В полшестого Поппи вышла собрать бабушкино постиранное бельё. Оно разительно отличалось от белья обычных бабушек. Здесь не было салфеток, скатертей и больших белых панталон. Её бабушка стирала гусеничные хитины, драконьи хвосты и скафандры.
Если взобраться на тачку, что стояла у сарая, Поппи как раз хватало роста, чтобы сдёргивать с верёвки прищепки. Корзина с бельём очень быстро стала тяжёлой, и тут тачка тоже оказалась весьма кстати. Поппи услышала, как наверху открылось окно.
– Поторопись, милая, – сказала бабушка. – По радио передавали дождь.
Поппи проверила прогноз погоды в приложении в мобильнике и убедилась в правоте бабушки. А ещё Поппи заметила сообщение от папы:
Меня попросили изучить пару проектов и провести несколько встреч, пока я в Канаде. Придётся задержаться. Можешь спросить бабушку: она не будет против, если ты останешься с ней до конца каникул? Папа:-*
В животе Поппи, чуть выше пупка, что-то неприятно ёкнуло. Почему папа сам не спросит бабушку? Неужели он правда думал, что смайлик в конце сообщения автоматически делает его хорошим родителем?
Она как раз успела завести тележку через заднюю дверь в дом и захлопнуть ее за собой, когда по окнам забарабанили первые капли дождя.
Бабушка помешивала деревянной вязальной спицей сырный соус в большой кастрюле. Подлив немного белого вина, бабушка принялась крошить портновскими ножницами головку чеснока.
– Один раз я забыла помыть ножницы после резки салата и выкроила ими тюдоровское бальное платье, от которого потом несло капустой. Ну, по крайней мере, оно вышло аутентичным.
Поппи замерла.
– Можно я поживу с тобой немного подольше, бабушка?
Бабушка перестала помешивать соус и повернулась к ней.
– Ну разумеется, крошка. Но разве ты не хочешь увидеть папу? Он скоро вернётся домой.
– Он задержится в Канаде, – холодно ответила девочка, доставая бельё из стиральной машины.
Ей не хотелось об этом говорить, и бабушка, похоже, это поняла. Поппи заглянула в почерневшую духовку: бабушка никогда её не чистила, да и не собиралась.
– Ты включила сильный огонь?
– Нет, только чтобы хлеб оставался тёплым. Мне нравится, когда масло тает маленькими лужицами. А что?
Поппи порылась в сумке и достала шёлковую книжечку. Бабушка наблюдала, как девочка достаёт из шкафчика под раковиной противень. Положив на него книжку, Поппи приготовилась сунуть его в духовку, в компанию к запечённой рыбке пикше.

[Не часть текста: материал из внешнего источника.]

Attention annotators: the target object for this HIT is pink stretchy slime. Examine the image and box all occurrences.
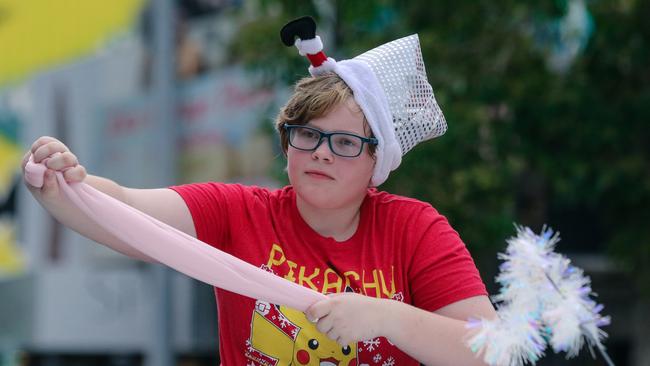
[25,157,325,311]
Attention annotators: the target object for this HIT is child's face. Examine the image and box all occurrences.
[287,98,375,208]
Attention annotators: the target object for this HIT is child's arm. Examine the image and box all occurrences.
[22,136,196,260]
[306,293,496,365]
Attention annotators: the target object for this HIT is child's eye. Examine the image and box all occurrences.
[307,338,318,350]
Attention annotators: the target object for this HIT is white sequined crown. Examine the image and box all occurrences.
[354,34,447,155]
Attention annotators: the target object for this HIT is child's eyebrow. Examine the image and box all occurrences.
[305,122,364,136]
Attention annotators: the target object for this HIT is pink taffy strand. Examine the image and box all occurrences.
[25,157,325,311]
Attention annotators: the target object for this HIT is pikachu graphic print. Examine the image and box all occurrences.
[246,301,357,366]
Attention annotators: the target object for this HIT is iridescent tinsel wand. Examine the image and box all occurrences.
[467,226,614,366]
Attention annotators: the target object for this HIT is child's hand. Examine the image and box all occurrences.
[22,136,86,197]
[305,293,388,346]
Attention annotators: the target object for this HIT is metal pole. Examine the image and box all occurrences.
[145,0,177,366]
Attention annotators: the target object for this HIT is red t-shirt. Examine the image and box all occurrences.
[172,183,487,366]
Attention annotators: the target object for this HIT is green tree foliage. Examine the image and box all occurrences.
[232,0,650,292]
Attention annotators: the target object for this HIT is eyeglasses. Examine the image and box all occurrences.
[284,125,378,158]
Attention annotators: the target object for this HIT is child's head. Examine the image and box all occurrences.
[275,73,376,156]
[276,74,376,208]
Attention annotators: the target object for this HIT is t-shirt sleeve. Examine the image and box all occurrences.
[169,183,247,251]
[409,207,487,311]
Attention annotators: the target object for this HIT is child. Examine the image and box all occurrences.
[23,19,495,365]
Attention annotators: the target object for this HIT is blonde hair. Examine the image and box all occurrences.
[275,73,377,156]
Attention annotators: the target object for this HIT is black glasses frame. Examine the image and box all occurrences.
[284,124,379,158]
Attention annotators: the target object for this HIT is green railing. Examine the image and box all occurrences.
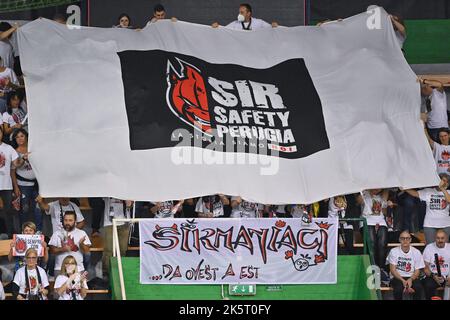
[339,218,382,300]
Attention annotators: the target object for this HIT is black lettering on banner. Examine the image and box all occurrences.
[118,50,330,159]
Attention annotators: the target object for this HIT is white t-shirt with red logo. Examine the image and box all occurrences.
[150,200,183,219]
[195,196,225,218]
[231,197,263,218]
[427,89,448,129]
[361,191,387,227]
[423,242,450,277]
[418,188,450,228]
[387,246,425,278]
[0,143,19,190]
[13,266,48,295]
[433,142,450,174]
[48,228,92,271]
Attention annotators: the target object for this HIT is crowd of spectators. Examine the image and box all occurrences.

– Можно я подержу её в духовке? Совсем недолго? Раз у нас нет фена.
– Где ты взяла эту книгу, Поппи?
Поппи подумала мгновение и рассказала обо всём бабушке. О странной женщине в поезде, подобранном кошельке и книжке в нём, и о словах мальчика в приёмной врача.
– Так чего же мы ждём! – воскликнула бабушка и схватила самодельную прихватку, которая на самом деле была куклой, сшитой из носка. – Вари её, запекай, кипяти и жарь! Давай узнаем, что она скрывает!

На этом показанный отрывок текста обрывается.